Magistrado ponente: Pedro Octavio Munar Cadena

Decreto 089 de 2005Decreto 2591 de 1991Ley 140 de 1994

CORTE SUPREMA DE JUSTICIA CORTE SUPREMA DE JUSTICIA SALA DE CASACIÓN CIVIL Magistrado Ponente: PEDRO OCTAVIO MUNAR CADENA Bogotá, D.C., veintiséis (26) de septiembre de dos mil ocho (2008). REF.- Exp. T. No.11001 02 03 000 2008 01508 -00 Decídese la acción de tutela instaurada por la sociedad Promotora Sotomayor S.A. contra la Sala Civil-Familia del Tribunal Superior del Distrito Judicial de Bucaramanga, integrada por los magistrados Omar José Amado Ariza, Antonio Bohórquez Orduz y Ramón Alberto Figueroa Acosta, y el Juzgado Séptimo Civil del Circuito de esa misma ciudad.

EL RECLAMO CONSTITUCIONAL Y SU FUNDAMENTO 1. La sociedad accionante, quien actúa por conducto de apoderada judicial, demanda la protección constitucional del derecho fundamental al debido proceso, presuntamente vulnerado por los funcionarios judiciales al proferir la sentencia de 19 de diciembre de 2007 y 19 de junio de 2008, respectivamente, dentro de la acción popular instaurada en su contra por Linnette Andrea Gutiérrez Gonzalez y Guillermo Rosso Bautista. 2.
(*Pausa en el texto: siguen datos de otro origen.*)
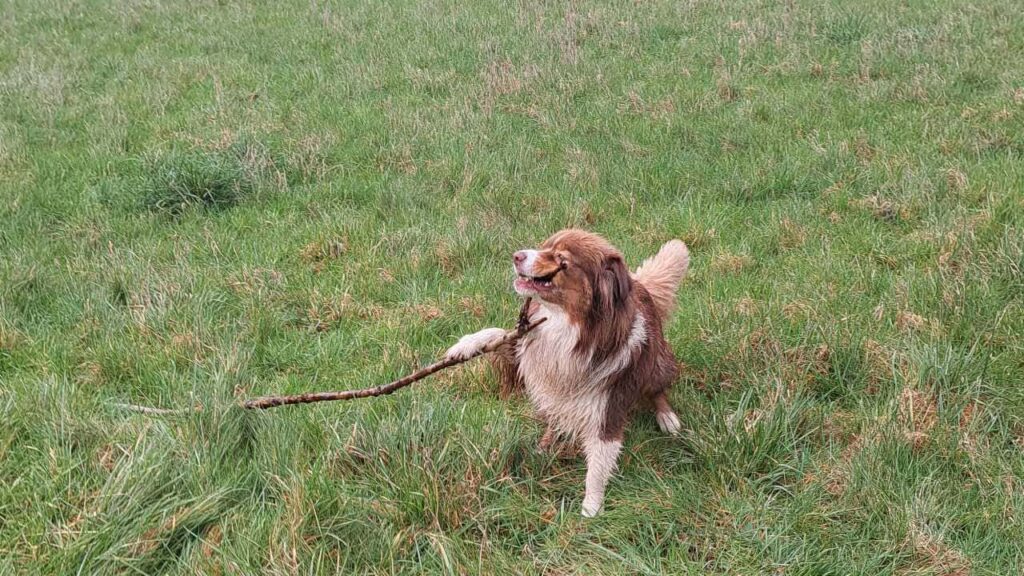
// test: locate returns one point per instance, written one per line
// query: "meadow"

Expone la peticionaria, en síntesis de su extenso escrito, que los mencionados demandantes entablaron la referida acción con miras a obtener la protección de los derechos colectivos de los asociados a gozar de un ambiente sano, supuestamente vulnerados por la sociedad demandada por colocar vallas de publicidad sobre la cubierta del proyecto de construcción denominado “Conjunto Residencial Parque Central –II Etapa”. 3.

Que los fallos censurados desconocieron la sentencia C- 535 de 1996, mediante la cual la Corte Constitucional condicionó la exequibilidad de algunos artículos de la Ley 140 de 1994, aclarando que el artículo 11 de dicha ley “no consagra la obligatoriedad de la obtención de un permiso previo para la colocación de vallas y por lo tanto, salvo disposición municipal en sentido contrario, no es exigible permiso alguno, porque la norma legal no lo consagra”. 4.
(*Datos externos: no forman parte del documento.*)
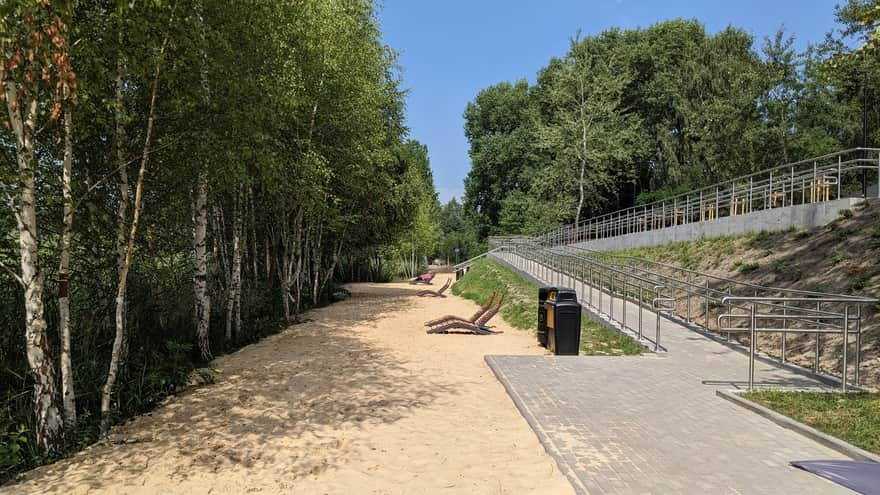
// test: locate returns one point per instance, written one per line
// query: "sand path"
(358, 400)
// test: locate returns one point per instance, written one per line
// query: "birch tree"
(38, 81)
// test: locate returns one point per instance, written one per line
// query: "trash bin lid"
(566, 294)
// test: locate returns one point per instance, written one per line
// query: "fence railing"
(602, 287)
(712, 304)
(825, 178)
Que de igual manera, los juzgadores de instancia valoraron “incorrectamente ” la negativa de la Administración Municipal de otorgar el respectivo permiso, “ trasladando las posibles consecuencias dañosas de su omisión o error al administrado ”; desconocieron las pruebas aportadas sobre el cumplimiento de las normas ambientales y profirieron una decisión sin “ motivación ”. 5.

Que fuera de lo anterior, el Tribunal “se apartó de la posición adoptada en los últimos fallos emitidos en procesos por acciones populares relativas a avisos sin una argumentación suficiente”, particularmente, el dictado dentro del expediente instaurado por Juan Carlos Alonso contra Construcciones O & P Ltda. por la construcción del mismo proyecto, en el que dicha Corporación concluyó que no existía vulneración al derecho colectivo. 6.
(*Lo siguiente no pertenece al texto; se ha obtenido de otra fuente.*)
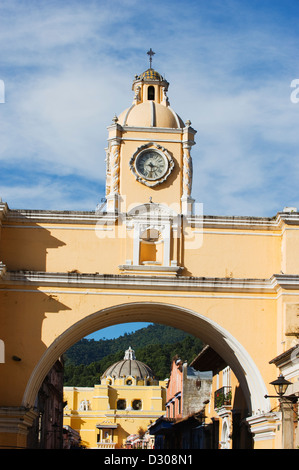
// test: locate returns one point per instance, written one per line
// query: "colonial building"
(127, 400)
(187, 392)
(148, 254)
(225, 412)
Que el Tribunal tampoco tuvo en cuenta el planteamiento que formuló en su defensa en el sentido de que cuando fue citada para que compareciera a notificarse del auto admisorio, agosto 31 de 2006, ya se habían retirado los avisos a que se refería el libelo. 7. Solicita que se revoquen las sentencias censuradas y, en su lugar, “ se determine que no hubo vulneración de los derechos colectivos” y que se ordene al actor popular que restituya el incentivo y el valor de las costas, en caso de que la sociedad accionante ya los hubiese pagado, incluidos los intereses hasta cuando se haga efectiva su devolución. LA RESPUESTA DE LAS AUTORIDADES ACCIONADAS El Tribunal informó que al desatar el recurso de apelación interpuesto por ambas partes, modificó el fallo de primera instancia, en el sentido de ordenar que el incentivo se liquidara en salarios mínimos legales mensuales del año de 2005 por corresponder a la fecha de presentación de la demanda y condenó en costas a la sociedad demandada; que si bien ha considerado que el incumplimiento de las normas que regulan la exhibición de publicidad exterior “ no constituye per se la vulneración de derechos colectivos, para el caso bajo estudio, la colocación indiscriminada de elementos publicitarios si lo hacía”.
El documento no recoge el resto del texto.